The publicity, stoked by the continuing debate over how far the founding fathers had intended for the First Amendment to stretch, netted the magazine a national readership. The ACLU, NOW, and the Catholic Church weighed in on both sides of the issue. There were death threats and offers to help with legal expenses. Gordon Strangeways became a celebrity. All the major TV and radio talk shows had had him on, and the president, campaigning for reelection in Missouri, had referred to him as “a purveyor of public prurience.” The purveyor had in the meantime become naturalized, acquired a wife and been divorced by her for desertion, and invested his balloon profits in a chain of “health spas” (quotation marks courtesy of
Newsweek)
and adult theaters throughout the Great Lakes region, concentrated most densely in metropolitan Detroit. He was the first distributor of X-rated material to open video outlets across the Midwest, then the United States. Wall Street lifted its head out of tickertape when he turned down an offer of two hundred million from a Japanese corporation to acquire his video stores.

After Six
was still publishing, but the sexual revolution and its plague-ridden aftermath had fostered even raunchier fare that cut into its bottom line at the newsstands. A series of police raids on Strangeways' That Touch of Venus health spas had forced its prostitution activities underground, if they hadn't eliminated them entirely. But the video business was going strong. Young couples, randy singles, and lonely seniors who wouldn't risk being seen going into or coming out of a porno theater rented copies of
Texas Ta-Tas
and
E.T. The Extra Testicle
in handbaskets. Of late, the Strangeways empire had been selling off its theaters and investing heavily in the computer online video market. The Tomcat on Telegraph was one of the few old-time grindhouses still operating under the company banner.
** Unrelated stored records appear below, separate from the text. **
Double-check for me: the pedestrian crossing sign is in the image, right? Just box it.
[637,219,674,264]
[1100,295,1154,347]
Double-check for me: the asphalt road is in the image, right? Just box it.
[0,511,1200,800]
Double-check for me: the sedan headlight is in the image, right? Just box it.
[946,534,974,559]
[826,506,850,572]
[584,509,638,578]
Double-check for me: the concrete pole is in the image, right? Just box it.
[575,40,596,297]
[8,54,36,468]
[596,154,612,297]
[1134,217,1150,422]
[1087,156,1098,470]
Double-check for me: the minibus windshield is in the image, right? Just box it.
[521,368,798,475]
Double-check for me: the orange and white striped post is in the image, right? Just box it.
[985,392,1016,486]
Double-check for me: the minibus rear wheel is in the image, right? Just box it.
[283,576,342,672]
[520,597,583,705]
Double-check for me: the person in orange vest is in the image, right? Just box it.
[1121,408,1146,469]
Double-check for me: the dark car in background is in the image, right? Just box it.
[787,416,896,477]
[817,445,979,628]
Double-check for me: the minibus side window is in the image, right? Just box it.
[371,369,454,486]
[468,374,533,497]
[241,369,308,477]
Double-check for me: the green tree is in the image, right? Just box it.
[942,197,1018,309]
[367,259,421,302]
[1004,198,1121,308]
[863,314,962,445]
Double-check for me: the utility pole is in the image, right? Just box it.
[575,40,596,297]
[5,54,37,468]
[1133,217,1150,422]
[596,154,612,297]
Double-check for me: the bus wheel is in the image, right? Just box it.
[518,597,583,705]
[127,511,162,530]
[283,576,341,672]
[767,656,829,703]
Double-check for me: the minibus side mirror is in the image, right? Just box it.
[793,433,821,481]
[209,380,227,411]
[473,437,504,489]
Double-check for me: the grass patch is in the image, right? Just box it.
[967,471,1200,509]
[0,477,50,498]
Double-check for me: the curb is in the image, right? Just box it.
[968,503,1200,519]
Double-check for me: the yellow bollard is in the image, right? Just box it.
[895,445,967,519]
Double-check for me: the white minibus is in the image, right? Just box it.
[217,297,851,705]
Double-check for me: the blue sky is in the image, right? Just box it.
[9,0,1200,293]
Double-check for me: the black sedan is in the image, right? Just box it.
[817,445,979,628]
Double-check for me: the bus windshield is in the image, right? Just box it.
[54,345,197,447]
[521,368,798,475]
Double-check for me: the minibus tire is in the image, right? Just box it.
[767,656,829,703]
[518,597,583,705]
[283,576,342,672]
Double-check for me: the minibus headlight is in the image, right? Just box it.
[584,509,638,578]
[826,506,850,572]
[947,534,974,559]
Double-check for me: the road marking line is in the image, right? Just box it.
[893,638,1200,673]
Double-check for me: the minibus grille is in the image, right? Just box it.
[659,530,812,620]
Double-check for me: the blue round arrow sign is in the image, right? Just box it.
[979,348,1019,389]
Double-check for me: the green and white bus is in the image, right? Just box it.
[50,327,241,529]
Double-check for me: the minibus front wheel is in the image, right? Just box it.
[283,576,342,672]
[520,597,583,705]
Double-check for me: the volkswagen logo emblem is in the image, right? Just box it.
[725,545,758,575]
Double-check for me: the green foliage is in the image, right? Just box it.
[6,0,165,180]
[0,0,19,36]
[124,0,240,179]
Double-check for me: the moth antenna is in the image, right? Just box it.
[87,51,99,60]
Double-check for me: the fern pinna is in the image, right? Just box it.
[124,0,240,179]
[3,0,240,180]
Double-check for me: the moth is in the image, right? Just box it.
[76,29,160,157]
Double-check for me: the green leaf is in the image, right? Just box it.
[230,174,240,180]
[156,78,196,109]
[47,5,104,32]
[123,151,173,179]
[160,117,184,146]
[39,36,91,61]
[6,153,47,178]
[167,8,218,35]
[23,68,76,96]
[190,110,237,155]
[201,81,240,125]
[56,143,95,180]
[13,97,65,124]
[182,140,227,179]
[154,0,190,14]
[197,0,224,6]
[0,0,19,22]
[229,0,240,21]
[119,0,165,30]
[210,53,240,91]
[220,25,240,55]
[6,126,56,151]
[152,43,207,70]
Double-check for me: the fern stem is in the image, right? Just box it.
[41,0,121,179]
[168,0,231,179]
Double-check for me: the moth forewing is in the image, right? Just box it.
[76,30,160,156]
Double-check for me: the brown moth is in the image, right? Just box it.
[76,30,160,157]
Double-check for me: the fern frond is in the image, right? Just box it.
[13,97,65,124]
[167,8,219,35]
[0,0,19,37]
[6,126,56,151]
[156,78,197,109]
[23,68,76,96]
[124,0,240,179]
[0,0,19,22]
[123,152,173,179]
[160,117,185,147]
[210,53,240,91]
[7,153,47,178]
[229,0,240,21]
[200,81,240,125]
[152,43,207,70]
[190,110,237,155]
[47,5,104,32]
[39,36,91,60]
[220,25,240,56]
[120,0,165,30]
It was one of those Streets of Gold stories told with a strong Detroit accent, but it carried a coda: Three years ago, while riding in a rented limousine to his hotel from the airport in Little Rock, where he had bought ten acres to construct a kind of sexual shopping mall (videos, sex toys, edible underwear, calendar photography studio, Starbuck's), the Horatio Alger of hormones was stopped by a mob of angry Pentecostals, pulled from the back seat, stomped, and beaten with picket signs and baseball bats. Although the police intervened before he was battered to death, he hadn't taken a step or stood on his own since. The few public appearances he had made in recent months were in a wheelchair, and these days he spent most of his time behind the walls of his estate on Grosse Ile. Not so the ringleaders of the mob that had crippled him; they'd made the round of all the afternoon talk shows after three Arkansas juries failed to convict them for assault and battery and attempted murder. Some audiences cheered when they came onstage.